DEBUG | ??:??:?? 50 [GPS] Probing for GPS at 57600 
WARN  | ??:??:?? 54 [GPS] Failed to find UBlox & MTK GNSS Module using baudrate 57600
DEBUG | ??:??:?? 56 [GPS] Probing for GPS at 115200 
WARN  | ??:??:?? 60 [GPS] Failed to find UBlox & MTK GNSS Module using baudrate 115200
DEBUG | ??:??:?? 62 [GPS] Probing for GPS at 9600 
WARN  | ??:??:?? 65 [GPS] Failed to find UBlox & MTK GNSS Module using baudrate 9600
WARN  | ??:??:?? 65 [GPS] Giving up on GPS probe and setting to 9600.
DEBUG | ??:??:?? 66 [GPS] NMEA GPS time 2024-08-18 01:01:21
DEBUG | ??:??:?? 66 [GPS] Upgrading time to quality GPS
DEBUG | 01:01:21 66 [GPS] Read RTC time as 1723942881
DEBUG | 01:01:21 66 [GPS] hasValidLocation RISING EDGE
DEBUG | 01:01:21 66 [GPS] Took 66s to get lock
DEBUG | 01:01:21 66 [GPS] Predicting 0s to get next lock
DEBUG | 01:01:21 66 [GPS] 119s until next search
DEBUG | 01:01:21 66 [GPS] gps_update_interval >= 0s needed to justify hardsleep
INFO  | 01:01:21 66 [GPS] GPS power state moving from ACTIVE to HARDSLEEP
DEBUG | 01:01:21 66 [GPS] publishing pos@66c147e1:2, hasVal=1, Sats=8, GPSlock=1
DEBUG | 01:01:21 66 [GPS] New GPS pos@66c147e1:3 lat=<LAT> lon=<LON> alt=151 pdop=2.29 track=200.32 speed=0.00 sats=8
DEBUG | 01:01:21 66 [GPS] onGPSChanged() pos@66c147e1 time=1723942881 lat=<LAT> lon=-<LON>> alt=151
INFO  | 01:01:21 66 [GPS] updatePosition LOCAL pos@66c147e1 time=1723942881 lat=<LAT> lon=-<LON>> alt=151
DEBUG | 01:01:21 66 [GPS] Setting local position: lat=<LAT> lon=-<LON>> time=1723942881 timestamp=1723942881
DEBUG | 01:01:21 66 [GPS] Node status update: 1 online, 1 total
INFO  | 01:01:21 66 [GPS] Sending pos@66c147e1:6 to mesh (wantReplies=1)
DEBUG | 01:01:21 66 [GPS] Sending location with precision 32
INFO  | 01:01:21 66 [GPS] Providing time to mesh 1723942881
INFO  | 01:01:21 66 [GPS] Position reply: time=1723942881 lat=<LAT> lon=-<LON>>
...

# don't forget to cleanup when done
$ rm /dev/gpsd-out

Since the pipe (mkfifo) is effectively read-only, meshtastic's probing fails, but as soon as it falls back to just assuming 9600 baud it gets time and location.

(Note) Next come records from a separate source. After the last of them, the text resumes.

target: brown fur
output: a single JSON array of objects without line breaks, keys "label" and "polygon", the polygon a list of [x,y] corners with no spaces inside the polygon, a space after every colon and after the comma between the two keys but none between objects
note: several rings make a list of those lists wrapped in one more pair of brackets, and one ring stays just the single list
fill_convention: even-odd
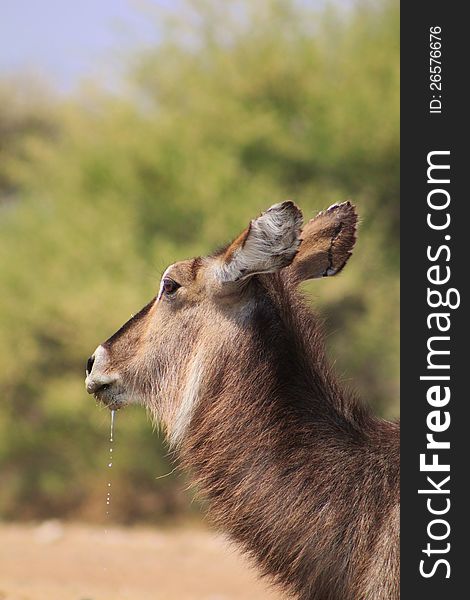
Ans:
[{"label": "brown fur", "polygon": [[338,387],[314,318],[270,279],[243,349],[221,349],[184,465],[217,525],[286,591],[398,598],[397,426]]},{"label": "brown fur", "polygon": [[[291,232],[293,206],[273,207]],[[270,272],[263,247],[263,272],[245,279],[225,273],[220,283],[217,273],[250,228],[228,251],[172,266],[167,276],[181,287],[110,338],[89,374],[116,373],[100,399],[138,399],[170,439],[178,433],[174,446],[216,526],[299,600],[399,597],[398,426],[337,383],[296,289],[341,270],[355,225],[349,203],[332,207],[304,227],[300,247],[286,247],[290,266]],[[257,234],[263,243],[270,227]],[[272,264],[286,260],[276,254]]]}]

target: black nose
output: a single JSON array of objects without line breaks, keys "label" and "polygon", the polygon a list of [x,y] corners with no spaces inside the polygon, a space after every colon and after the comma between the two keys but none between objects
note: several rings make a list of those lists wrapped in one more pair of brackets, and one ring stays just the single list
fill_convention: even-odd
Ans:
[{"label": "black nose", "polygon": [[93,363],[95,362],[95,355],[90,356],[90,358],[86,361],[86,374],[89,375],[91,370],[93,369]]}]

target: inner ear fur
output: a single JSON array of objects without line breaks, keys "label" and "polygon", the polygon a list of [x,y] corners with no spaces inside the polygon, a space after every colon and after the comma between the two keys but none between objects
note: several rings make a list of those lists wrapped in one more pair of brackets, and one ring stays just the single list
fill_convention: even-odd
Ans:
[{"label": "inner ear fur", "polygon": [[289,278],[300,283],[339,273],[352,254],[356,225],[356,210],[349,201],[318,213],[302,230],[297,255],[286,268]]},{"label": "inner ear fur", "polygon": [[240,281],[289,265],[300,245],[302,212],[290,200],[271,206],[230,244],[221,256],[220,278]]}]

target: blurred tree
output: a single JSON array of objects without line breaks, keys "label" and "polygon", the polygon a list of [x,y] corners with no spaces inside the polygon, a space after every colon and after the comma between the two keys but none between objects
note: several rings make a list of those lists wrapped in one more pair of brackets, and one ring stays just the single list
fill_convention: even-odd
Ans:
[{"label": "blurred tree", "polygon": [[[307,285],[347,383],[398,412],[398,3],[346,13],[209,0],[159,16],[126,91],[28,104],[0,88],[0,515],[104,515],[108,415],[84,363],[177,259],[286,197],[308,218],[351,198],[337,279]],[[164,23],[164,25],[162,25]],[[33,98],[34,100],[34,98]],[[11,194],[10,194],[11,196]],[[114,518],[184,512],[143,411],[119,414]]]},{"label": "blurred tree", "polygon": [[53,99],[39,82],[0,80],[0,206],[15,199],[17,182],[12,159],[21,156],[27,138],[54,137]]}]

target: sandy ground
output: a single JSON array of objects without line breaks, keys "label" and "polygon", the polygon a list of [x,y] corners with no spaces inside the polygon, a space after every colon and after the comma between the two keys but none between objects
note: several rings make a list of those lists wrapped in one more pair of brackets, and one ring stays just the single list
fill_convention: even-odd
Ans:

jhollowe avatar Aug 18 '24 01:08 jhollowe

@jhollowe That doesn't work easily in docker or across devices, though.

sgofferj avatar Aug 19 '24 08:08 sgofferj

gpspipe can connect to a remote gpsd, so you can have your GPS attached to another computer (or your docker host) and run gpspipe to that host to get the GPS information without needing gpsd or even a GPS device connected to the system running meshtasticd.

Checkout the gpspipe(1) man page for more info.